Ok so they made their decision, it's not the end of the world but equally - don't speak about inviting them next year and make sure you arrange to go to your own family's which is what you want to do.

Viviennemary · 15/11/2014 18:53

Strictly speaking since they accepted your invitation first they should have honoured it. But they didn't and are now going elsewhere. I couldn't get too worked up about this. In fact I'd breathe a sigh of relief. The quieter the better as far as I'm concerned.

But if people have a 'thing' about Christmas it is usual to alternate years. In case one person gets miffed and causes a family rift for the next decade. Honestly, even I think life is a bit too short for this nonsense. I mean Christmas and all that. Goodwill to all men and I suppose that must include inlaws.

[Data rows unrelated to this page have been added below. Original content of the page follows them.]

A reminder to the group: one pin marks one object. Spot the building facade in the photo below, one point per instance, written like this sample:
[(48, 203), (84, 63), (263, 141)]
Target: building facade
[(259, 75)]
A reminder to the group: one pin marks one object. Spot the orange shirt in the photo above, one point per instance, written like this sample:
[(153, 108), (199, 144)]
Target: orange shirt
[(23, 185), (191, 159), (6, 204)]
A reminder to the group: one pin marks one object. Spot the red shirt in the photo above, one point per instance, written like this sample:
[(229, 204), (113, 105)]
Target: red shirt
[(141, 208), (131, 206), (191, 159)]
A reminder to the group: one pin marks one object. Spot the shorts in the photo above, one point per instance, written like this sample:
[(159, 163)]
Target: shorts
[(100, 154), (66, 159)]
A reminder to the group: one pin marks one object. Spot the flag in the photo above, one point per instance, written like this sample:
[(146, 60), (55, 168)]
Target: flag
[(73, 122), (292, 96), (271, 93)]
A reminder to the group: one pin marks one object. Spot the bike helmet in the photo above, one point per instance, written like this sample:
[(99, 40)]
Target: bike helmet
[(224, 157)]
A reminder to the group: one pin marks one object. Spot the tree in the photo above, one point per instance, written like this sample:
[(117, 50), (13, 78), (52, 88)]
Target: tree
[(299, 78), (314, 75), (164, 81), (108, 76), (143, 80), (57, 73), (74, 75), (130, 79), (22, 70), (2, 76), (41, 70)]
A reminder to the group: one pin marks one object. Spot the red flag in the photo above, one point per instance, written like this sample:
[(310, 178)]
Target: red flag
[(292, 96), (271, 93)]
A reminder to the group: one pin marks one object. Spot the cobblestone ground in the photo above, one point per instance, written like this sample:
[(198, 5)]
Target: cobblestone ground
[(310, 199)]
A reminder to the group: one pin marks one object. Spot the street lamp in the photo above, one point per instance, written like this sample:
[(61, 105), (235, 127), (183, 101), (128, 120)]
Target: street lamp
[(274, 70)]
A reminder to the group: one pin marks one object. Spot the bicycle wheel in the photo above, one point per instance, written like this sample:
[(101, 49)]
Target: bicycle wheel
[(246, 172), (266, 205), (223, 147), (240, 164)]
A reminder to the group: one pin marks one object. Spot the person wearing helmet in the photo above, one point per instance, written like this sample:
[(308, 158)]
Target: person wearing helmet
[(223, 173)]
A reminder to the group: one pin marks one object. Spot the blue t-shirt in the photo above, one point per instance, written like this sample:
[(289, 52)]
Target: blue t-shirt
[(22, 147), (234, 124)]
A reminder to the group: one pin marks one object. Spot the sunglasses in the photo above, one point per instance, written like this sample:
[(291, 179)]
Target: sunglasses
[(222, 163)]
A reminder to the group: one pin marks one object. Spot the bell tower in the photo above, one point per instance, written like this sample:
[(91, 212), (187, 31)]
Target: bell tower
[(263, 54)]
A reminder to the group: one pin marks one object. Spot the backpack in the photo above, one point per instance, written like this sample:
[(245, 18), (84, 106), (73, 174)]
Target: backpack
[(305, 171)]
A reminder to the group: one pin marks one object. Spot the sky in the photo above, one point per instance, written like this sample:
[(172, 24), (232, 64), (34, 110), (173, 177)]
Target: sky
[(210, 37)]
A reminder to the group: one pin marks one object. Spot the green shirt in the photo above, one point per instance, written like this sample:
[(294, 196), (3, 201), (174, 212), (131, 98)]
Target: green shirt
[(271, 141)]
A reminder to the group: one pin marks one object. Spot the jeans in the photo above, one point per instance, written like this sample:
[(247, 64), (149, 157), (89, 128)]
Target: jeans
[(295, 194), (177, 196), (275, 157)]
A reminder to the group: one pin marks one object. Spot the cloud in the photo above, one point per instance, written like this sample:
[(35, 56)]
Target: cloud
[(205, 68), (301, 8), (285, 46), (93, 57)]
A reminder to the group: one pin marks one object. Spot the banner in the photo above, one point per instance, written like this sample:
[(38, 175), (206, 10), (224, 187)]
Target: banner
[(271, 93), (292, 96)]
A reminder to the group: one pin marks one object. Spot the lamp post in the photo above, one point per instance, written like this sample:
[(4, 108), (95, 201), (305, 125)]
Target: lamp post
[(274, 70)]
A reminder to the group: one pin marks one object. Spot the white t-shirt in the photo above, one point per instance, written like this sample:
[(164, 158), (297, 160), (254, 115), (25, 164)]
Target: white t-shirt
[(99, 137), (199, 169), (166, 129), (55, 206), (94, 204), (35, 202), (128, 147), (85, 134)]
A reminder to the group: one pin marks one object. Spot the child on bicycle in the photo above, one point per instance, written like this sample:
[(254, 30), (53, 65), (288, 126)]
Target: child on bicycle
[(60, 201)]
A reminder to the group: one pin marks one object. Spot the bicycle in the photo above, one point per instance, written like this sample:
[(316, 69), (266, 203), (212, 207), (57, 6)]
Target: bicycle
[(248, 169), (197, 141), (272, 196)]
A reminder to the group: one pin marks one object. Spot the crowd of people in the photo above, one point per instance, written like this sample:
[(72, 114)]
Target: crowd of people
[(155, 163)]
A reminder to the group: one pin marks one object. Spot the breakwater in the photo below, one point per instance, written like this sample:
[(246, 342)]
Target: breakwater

VanitasVanitatum · 15/11/2014 18:55

Ignore the negative posts OP, any other time of year it would be unanimous that its bloody rude to accept an offer and then change your mind when someone else asks! Sounds like it's actually worked out for the best for you now though, and maybe the start of a new tradition..

I would feel sorry for your PILs going to crazy SILs, sounds like she is awfully jealous of you and only invited them to spite you. Odd.